Felton was a licensed and ordained preacher who served as an assistant pastor in the Mill Neck Baptist Church and the Oxley Hill Baptist Church.

== Civil Rights and Community Organizing ==
Felton was a longtime member of the Hertford County NAACP and he participated in the August 28, 1963 March on Washington for Jobs and Freedom. During the 1960s, Felton worked with members of the black and white communities to integrate schools and facilities, reduce unemployment, increase voter registration, and improve housing conditions and water infrastructure.

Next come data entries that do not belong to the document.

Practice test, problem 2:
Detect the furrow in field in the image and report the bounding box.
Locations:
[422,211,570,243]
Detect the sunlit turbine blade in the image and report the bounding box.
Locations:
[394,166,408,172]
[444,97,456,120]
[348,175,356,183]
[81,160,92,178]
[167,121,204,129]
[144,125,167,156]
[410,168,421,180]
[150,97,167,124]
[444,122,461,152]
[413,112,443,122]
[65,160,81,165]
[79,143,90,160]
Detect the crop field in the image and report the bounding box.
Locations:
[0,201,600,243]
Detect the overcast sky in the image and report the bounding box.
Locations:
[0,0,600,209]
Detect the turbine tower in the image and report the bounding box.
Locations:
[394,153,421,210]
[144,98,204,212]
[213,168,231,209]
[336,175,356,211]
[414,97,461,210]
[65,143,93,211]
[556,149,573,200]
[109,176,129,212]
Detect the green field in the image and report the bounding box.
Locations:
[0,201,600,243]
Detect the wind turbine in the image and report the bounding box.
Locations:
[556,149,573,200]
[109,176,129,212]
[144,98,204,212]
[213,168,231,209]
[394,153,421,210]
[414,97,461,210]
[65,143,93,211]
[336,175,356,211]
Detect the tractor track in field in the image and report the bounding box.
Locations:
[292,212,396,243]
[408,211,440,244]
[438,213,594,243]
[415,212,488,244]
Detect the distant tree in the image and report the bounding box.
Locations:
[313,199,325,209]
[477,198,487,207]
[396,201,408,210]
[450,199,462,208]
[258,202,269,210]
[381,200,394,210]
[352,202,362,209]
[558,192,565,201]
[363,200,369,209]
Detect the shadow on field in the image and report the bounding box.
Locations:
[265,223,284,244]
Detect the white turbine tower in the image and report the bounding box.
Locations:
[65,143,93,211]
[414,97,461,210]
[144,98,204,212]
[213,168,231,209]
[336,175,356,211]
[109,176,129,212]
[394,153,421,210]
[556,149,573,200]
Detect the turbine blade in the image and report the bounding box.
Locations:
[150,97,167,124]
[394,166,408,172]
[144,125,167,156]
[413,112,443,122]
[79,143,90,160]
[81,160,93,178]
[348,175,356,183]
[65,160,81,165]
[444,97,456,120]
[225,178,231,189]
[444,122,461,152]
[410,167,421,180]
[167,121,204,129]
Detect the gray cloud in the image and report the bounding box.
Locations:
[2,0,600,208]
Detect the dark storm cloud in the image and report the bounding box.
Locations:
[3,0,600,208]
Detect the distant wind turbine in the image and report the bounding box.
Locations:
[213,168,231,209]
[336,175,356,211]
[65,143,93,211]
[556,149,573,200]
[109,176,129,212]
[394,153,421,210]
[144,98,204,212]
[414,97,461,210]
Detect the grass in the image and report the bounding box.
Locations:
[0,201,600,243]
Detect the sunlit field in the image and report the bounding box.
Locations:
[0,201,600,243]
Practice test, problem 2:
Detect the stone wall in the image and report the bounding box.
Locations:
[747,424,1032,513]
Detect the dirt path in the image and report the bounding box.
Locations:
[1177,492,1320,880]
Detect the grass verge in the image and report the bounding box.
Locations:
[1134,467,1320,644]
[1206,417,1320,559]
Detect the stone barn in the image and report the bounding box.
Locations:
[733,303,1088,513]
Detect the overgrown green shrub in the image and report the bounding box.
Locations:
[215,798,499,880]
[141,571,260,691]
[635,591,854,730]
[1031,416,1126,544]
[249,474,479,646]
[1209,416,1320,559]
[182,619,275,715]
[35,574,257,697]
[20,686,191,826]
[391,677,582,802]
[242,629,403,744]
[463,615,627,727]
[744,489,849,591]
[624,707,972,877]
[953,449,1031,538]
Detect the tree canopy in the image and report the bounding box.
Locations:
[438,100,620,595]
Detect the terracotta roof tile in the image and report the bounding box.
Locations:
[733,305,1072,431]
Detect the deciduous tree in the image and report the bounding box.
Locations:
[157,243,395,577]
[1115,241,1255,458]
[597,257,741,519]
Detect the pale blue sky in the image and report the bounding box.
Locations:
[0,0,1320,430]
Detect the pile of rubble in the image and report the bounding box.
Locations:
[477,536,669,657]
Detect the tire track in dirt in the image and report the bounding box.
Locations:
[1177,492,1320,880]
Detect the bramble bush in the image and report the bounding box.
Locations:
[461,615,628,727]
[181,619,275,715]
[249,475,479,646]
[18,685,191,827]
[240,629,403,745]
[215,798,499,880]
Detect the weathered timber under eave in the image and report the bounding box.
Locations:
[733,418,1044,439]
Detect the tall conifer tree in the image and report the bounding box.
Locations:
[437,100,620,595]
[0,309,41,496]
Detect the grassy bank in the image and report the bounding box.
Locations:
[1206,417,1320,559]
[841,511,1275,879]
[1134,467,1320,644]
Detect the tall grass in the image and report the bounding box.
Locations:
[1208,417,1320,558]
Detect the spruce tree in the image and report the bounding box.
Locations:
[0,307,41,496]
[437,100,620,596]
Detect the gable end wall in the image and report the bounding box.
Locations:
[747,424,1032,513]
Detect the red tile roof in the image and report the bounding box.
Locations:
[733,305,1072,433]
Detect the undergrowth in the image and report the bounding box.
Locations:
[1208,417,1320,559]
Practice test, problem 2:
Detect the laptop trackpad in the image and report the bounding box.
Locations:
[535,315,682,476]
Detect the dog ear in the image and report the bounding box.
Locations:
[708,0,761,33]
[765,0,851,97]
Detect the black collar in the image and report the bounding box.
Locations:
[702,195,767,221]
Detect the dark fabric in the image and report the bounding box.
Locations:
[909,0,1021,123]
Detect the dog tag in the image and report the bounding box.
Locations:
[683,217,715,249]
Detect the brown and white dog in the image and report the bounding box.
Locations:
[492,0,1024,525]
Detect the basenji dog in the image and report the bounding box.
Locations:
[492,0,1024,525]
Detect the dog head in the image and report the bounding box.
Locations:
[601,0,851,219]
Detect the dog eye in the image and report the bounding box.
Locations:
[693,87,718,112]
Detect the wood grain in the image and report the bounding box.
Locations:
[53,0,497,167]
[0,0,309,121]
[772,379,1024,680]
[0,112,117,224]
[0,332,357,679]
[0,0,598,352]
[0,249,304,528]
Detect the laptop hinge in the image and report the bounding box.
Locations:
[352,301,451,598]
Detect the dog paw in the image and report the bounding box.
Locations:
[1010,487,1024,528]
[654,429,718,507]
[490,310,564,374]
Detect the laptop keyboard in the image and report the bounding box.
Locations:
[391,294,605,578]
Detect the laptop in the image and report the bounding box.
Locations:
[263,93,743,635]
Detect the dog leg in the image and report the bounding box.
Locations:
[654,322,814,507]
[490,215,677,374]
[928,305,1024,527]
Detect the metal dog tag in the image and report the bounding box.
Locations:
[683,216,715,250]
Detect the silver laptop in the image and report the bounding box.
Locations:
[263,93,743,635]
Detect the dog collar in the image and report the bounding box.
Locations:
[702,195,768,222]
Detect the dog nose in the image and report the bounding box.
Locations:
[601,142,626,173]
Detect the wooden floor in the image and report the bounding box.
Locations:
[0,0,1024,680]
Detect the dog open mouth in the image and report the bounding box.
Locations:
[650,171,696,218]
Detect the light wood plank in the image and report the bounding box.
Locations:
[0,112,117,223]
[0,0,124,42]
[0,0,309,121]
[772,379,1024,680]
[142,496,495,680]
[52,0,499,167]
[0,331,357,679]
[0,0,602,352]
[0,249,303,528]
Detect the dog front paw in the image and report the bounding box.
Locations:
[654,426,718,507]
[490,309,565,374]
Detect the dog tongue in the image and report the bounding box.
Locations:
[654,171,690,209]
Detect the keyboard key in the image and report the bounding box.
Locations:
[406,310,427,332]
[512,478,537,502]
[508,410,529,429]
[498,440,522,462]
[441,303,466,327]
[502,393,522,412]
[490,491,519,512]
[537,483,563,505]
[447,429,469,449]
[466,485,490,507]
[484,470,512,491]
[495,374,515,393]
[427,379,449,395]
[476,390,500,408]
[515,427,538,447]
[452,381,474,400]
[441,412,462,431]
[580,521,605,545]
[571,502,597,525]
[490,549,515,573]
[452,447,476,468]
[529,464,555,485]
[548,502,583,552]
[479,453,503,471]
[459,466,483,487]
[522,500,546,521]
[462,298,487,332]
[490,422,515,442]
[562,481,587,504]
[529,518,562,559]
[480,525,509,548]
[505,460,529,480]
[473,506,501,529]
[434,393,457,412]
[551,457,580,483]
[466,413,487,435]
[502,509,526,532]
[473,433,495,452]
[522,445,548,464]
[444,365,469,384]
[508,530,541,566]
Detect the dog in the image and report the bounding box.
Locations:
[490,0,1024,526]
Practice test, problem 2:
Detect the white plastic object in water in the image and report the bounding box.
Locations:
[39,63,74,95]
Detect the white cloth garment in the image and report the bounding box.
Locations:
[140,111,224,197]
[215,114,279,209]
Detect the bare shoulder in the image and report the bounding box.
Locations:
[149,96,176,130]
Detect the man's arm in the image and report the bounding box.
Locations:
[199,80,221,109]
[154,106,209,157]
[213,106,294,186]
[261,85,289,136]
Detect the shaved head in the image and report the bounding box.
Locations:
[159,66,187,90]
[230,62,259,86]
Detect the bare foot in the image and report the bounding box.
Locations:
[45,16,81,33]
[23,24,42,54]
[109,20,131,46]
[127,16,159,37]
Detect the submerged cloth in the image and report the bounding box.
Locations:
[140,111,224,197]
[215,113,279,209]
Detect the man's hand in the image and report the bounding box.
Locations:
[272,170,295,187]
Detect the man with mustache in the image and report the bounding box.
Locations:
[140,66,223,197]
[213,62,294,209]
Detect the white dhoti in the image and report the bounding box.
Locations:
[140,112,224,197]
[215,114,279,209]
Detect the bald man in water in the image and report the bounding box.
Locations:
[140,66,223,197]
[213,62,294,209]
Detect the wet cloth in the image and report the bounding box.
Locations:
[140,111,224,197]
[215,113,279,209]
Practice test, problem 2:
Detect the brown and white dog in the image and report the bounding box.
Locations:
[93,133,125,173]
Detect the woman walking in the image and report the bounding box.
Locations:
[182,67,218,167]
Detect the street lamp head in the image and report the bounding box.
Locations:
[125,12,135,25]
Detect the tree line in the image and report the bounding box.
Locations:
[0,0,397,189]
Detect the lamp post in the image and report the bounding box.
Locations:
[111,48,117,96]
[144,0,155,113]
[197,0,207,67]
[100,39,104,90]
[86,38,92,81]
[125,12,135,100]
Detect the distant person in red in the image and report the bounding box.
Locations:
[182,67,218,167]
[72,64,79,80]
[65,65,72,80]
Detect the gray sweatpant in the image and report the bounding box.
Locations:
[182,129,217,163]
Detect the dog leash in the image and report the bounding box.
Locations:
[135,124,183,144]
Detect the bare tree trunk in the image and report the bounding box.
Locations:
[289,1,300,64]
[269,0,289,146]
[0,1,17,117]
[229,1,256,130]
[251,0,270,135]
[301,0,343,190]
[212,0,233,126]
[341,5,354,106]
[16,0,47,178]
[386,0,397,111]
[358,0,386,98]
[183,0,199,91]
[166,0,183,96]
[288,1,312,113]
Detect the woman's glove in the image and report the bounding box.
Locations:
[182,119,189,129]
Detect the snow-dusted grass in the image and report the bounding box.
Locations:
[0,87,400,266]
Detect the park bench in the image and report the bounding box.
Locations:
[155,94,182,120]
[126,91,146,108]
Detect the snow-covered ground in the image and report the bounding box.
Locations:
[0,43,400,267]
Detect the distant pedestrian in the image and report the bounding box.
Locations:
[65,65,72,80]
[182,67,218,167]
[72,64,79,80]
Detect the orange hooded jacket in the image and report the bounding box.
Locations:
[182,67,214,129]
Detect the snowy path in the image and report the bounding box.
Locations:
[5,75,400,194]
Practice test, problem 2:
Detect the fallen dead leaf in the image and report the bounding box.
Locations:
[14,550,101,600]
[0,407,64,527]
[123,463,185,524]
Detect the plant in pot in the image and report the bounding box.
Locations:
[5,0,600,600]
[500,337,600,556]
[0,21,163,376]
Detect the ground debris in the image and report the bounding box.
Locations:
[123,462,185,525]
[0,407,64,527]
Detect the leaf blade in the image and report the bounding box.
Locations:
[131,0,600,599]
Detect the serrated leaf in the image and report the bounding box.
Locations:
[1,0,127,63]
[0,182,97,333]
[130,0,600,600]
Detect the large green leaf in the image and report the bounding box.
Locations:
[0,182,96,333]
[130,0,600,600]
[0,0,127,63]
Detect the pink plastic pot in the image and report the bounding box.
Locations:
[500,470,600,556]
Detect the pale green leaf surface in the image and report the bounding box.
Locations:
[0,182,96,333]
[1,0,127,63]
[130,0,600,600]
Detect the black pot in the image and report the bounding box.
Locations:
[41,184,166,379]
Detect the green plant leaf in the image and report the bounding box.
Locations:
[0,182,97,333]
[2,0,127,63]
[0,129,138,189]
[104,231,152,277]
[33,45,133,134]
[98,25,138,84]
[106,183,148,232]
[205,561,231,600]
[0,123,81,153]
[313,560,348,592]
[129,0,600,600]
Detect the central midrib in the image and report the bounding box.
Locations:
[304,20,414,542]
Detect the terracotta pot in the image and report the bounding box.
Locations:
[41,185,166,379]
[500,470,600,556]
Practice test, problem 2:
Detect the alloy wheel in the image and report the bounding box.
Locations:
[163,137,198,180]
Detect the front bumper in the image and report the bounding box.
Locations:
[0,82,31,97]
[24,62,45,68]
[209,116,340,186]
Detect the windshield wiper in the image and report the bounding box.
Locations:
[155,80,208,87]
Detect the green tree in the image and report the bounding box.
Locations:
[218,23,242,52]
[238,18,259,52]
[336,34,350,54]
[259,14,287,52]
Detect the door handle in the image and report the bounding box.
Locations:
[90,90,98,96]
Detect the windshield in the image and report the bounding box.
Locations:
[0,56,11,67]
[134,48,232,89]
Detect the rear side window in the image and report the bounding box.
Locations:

Drawing on his experience in the Marines, Felton wrote a novel, Fruits of Enduring Faith, published in 1965. In it, a white World War II veteran—whose life was saved by a black soldier he served with—educates his family on the contributions and sacrifices that African Americans have made throughout U.S. history and joins the civil rights movement. As George S. Schuyler described it in the Pittsburgh Courier, the book "dramatizes the human issues lying behind the passage of the Civil Rights Act of 1964."

Felton co-founded the People's Program on Poverty (PPOP), a grassroots and community action program (CAP) that operated within four counties in northeastern North Carolina between the Roanoke and Chowan rivers: Bertie, Halifax, Hertford, and Northampton. On February 15, 1967, Felton led the PPOP delegation to Washington, D.C., and testified to the National Advisory Commission on Rural Poverty about conditions in the four-county area and the difficulties PPOP faced from local white elites. After it received funding from the North Carolina Fund, Felton served as the organization’s housing director and as executive director.

Felton was invited by Dr. Robert C. Weaver, the first U.S. Secretary of Housing and Urban Development (HUD), to travel to Washington, D.C., to attend a War on Poverty Conference in March 1967. Felton used his knowledge of federal housing policy to organize local workshops and help more than 100 residents in northeastern North Carolina access programs for low-interest mortgages and home improvement loans. Felton founded the first Family Training Center in the United States.

== Cultural Contribution ==
Felton helped create the C. S. Brown Regional Cultural Arts Center and Museum in Winton, North Carolina. Constructed with support from the Rosenwald Fund in 1926, Brown Hall faced a demolition plan in 1980. Felton rallied local supporters and alumni to convert the cherished school—founded by Dr. Calvin Scott Brown in 1886—into an art center and museum. C. S. Brown School Auditorium was listed on the National Register of Historic Places in 1985.